Officiellement, Juanito Pérez Pérez officie en tant que commercial dans une multinationale vendant des produits à destination du secteur médical. Officieusement, il est un tueur répondant au surnom de Numéro Trois. Exécuteur impitoyable, Juanito ne s’est jamais posé trop de questions, mais là, il a envie de faire une pause, genre prendre des vacances avec ses enfants pendant l’été. Ses supérieurs lui ont promis de le laisser tranquille. Ils peuvent bien se le permettre car leur petite entreprise ne connaît pas la crise.
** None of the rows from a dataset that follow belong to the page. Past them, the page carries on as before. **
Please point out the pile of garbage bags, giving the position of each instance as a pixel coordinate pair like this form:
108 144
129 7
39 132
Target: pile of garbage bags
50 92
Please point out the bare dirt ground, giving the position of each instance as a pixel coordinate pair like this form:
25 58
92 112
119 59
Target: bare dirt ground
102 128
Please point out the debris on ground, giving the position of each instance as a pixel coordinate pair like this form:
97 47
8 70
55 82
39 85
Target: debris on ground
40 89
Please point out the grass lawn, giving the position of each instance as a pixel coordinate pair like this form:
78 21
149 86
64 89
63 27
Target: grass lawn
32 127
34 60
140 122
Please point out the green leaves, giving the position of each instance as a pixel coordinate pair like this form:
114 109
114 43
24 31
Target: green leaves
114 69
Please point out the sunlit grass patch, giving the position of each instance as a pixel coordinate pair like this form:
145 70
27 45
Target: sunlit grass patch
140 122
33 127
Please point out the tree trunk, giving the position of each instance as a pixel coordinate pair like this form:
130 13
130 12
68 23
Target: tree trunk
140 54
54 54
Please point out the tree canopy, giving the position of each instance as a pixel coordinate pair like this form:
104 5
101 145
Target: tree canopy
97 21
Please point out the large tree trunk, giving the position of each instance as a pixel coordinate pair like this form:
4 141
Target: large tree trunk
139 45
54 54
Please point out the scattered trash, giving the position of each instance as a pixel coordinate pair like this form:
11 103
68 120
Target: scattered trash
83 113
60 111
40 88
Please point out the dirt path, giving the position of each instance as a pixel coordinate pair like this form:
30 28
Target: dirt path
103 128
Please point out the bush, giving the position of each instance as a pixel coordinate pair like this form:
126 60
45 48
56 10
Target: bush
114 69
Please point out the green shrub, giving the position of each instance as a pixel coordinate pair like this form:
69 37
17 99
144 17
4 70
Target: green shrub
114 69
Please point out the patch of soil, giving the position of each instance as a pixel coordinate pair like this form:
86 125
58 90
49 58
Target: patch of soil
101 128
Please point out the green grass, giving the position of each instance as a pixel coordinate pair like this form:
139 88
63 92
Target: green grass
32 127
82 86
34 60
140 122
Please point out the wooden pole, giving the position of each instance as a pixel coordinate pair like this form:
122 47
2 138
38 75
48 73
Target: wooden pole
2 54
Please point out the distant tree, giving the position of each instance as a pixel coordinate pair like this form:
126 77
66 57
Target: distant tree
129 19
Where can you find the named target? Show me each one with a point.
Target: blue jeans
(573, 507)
Mais les promesses n’engagent que ceux qui les croient (refrain connu).

Sur la route des vacances, Juanito est contacté par ses employeurs. Un contrat de dernière minute à livrer. On le rassure, l’exécution de cette tache ne devrait pas lui coûter trop de temps. Comme pour se faire pardonner, ses supérieurs ont pris sur eux de lui réserver une place dans un camping, à proximité de sa cible. Problème : le camp est réservé aux naturistes et la cible semble être son ex-épouse. Ou alors son nouveau compagnon, un juge à la réputation incorruptible. Pas si sûr. Les informations manquent de clarté et Numéro Trois n’arrive pas à se concentrer lorsqu’il est nu, a fortiori lorsqu’une fille à tomber par terre croise son chemin.
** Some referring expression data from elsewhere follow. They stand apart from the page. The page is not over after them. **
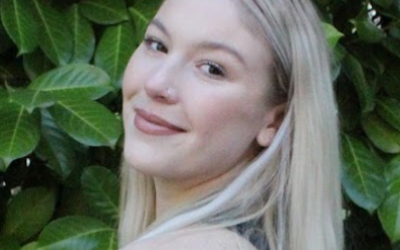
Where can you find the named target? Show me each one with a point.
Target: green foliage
(61, 66)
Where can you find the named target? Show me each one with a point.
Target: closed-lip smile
(150, 123)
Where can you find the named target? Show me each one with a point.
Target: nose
(161, 86)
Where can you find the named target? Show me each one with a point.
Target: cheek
(224, 112)
(134, 75)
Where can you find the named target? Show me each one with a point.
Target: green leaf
(88, 122)
(390, 80)
(83, 36)
(101, 187)
(383, 3)
(389, 212)
(2, 165)
(363, 176)
(384, 136)
(36, 63)
(30, 246)
(104, 11)
(77, 233)
(18, 20)
(55, 37)
(355, 72)
(6, 42)
(28, 212)
(8, 243)
(114, 50)
(392, 45)
(367, 31)
(83, 80)
(19, 132)
(30, 99)
(142, 13)
(332, 34)
(56, 148)
(370, 60)
(389, 109)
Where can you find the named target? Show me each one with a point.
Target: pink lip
(152, 124)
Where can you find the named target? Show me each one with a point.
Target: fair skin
(195, 109)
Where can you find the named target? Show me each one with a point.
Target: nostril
(161, 93)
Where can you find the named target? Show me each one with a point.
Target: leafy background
(61, 64)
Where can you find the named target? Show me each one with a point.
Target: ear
(272, 121)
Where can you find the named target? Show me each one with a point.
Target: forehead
(221, 14)
(221, 21)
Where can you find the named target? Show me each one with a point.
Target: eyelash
(220, 69)
(149, 41)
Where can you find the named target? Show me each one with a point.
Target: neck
(174, 194)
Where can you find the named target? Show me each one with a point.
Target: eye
(213, 70)
(155, 45)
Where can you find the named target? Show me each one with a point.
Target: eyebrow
(220, 46)
(210, 45)
(156, 22)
Vous avez aimé Aller simple, vous adorerez Nager sans se mouiller. Derrière cette assertion, évidemment non négociable, se cache un roman au propos beaucoup plus profond qu’il n’y paraît au premier abord. L’auteur ne craint pas la surenchère, on le sait. Il s’en donne une nouvelle fois à cœur joie, multipliant les enchaînements rocambolesques et les situations invraisemblables. Tout ceci n’est pas sans rappeler un certain Marc Behm et, malgré la coloration abracadabrante de l’ensemble, on plonge, surpris plus d’une fois, le sourire aux lèvres.
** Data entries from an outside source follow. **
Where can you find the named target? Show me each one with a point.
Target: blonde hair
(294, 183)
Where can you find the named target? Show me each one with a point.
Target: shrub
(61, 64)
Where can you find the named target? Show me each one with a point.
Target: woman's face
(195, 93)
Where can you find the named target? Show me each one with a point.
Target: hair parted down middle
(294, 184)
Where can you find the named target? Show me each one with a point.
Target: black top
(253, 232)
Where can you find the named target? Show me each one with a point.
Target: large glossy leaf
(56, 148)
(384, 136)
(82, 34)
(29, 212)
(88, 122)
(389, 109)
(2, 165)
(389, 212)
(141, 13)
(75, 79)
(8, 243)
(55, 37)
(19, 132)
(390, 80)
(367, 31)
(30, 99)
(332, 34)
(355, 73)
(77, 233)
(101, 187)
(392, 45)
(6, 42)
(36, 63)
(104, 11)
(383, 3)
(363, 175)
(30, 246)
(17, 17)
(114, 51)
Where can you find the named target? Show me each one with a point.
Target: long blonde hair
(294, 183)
Au-delà de l’aspect déjanté de l’intrigue, le propos de Carlos Salem s’attache à des questions plus existentielles. Il vire carrément à l’introspection, se teintant même d’existentialisme. Autant le dire tout de suite, l’auteur hispanique se fiche comme d’une guigne des codes du genre. Pas de bien ou de mal dans ce roman. Point de suspense haletant, de tueur implacable ou de policier incorruptible (ou son contraire, c’est tendance). Les adeptes du thriller en seront pour leurs frais. Numéro Trois laisse tomber tous les fondamentaux de son métier, pour se consacrer à lui-même et à son entourage. Fraternisant avec l’amant de son ex, trinquant, à découvert, avec le policier qui le traque, redécouvrant ses enfants, il laisse peu à peu tomber le masque et jette un regard critique sur son passé. Chemin faisant, il toise également les faux-semblants de notre société, une communauté dans laquelle le paraître revêt plus d’importance que l’être.

Le roman de Carlos Salem est un véritable hymne à la vie, jalonné de clins d’œil (un des vacanciers s’appelle Andréa Camilleri), de scènes d’amour mémorables, de formules apparemment absurdes mais frappées au coin du bon sens. L’auteur hispanique pousse le bouchon très loin, jusqu’à faire allusion à son précédent roman, se mettant en quelque sorte en scène par procuration. Et on se régale à le lire, quitte à plonger tout habillé.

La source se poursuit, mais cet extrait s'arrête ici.